2011 Consumer Guide to Pain Medication & Treatment states Medication-related problems would rank fifth among the leading causes of death in the United States if they were considered a disease. Although opioid pain medications can be a useful tool in the treatment of pain, the misuse of opioid (narcotic) pain medications has become a national issue. The abuse of prescription opioid pain medications now ranks second—only behind marijuana - as the nation’s most prevalent illegal drug problem. It is a federal crime to take a controlled substance that has not been prescribed for oneself. (pg11)

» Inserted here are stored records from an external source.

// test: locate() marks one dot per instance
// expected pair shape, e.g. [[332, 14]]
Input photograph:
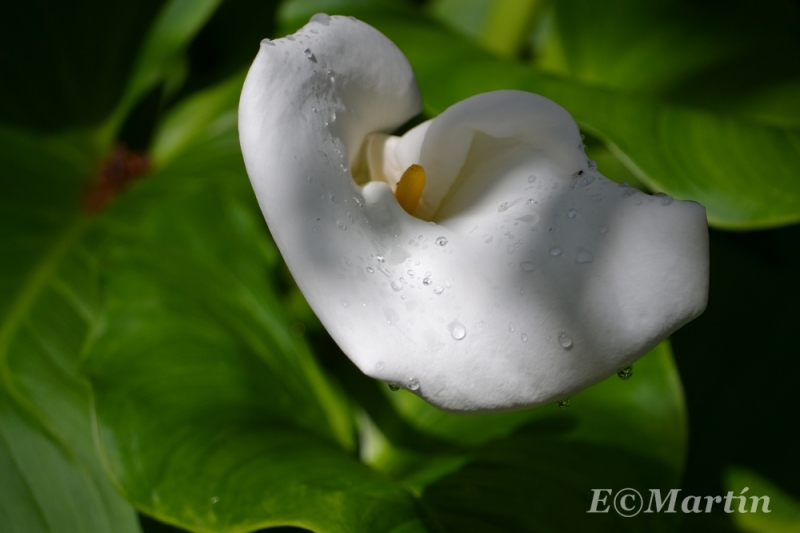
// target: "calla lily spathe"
[[524, 276]]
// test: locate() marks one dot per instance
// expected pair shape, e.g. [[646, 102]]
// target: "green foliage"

New laws are being put in place so doctors are again afraid to prescribe pain medications, pharmacies have extra paperwork to dispense pain medications, and patients are left to suffer. Yet even law enforcement state that it is important to fight addiction but not at the expense of not treating pain. So, how can we improve our pain control?
Everyone on the team has to speak the same language. If you don’t understand each other misunderstanding will lead to ineffective treatment.
A scale is generally used to rate pain. The problem is that it is very subjective. Marie Lamond Levesque, a fellow RA Warrior posted to the discussion board a wonderful Pain Scale. I recommend printing it and putting it in you folder so you and the doctor are understanding exactly what your pain level is and how it affects your life.
Is the goal to be pain free? Is that realistic with your disease progression? Maybe just being able to cook dinner. The goal will be very individual but should be about improved quality of life. If you are a zombie it isn’t healthy and if you hurt to bad to move it isn’t healthy. Strive for the middle. Write down your goal so you and your doctor are both clear on where you want to go.
Keep some type of log or journal and take it with you to the doctor. Just a notebook works or there are several online tracking tools and even some u can print and put in a binder. The ACAP has several tools to help with documentation. I really like their Fibro log even for RA.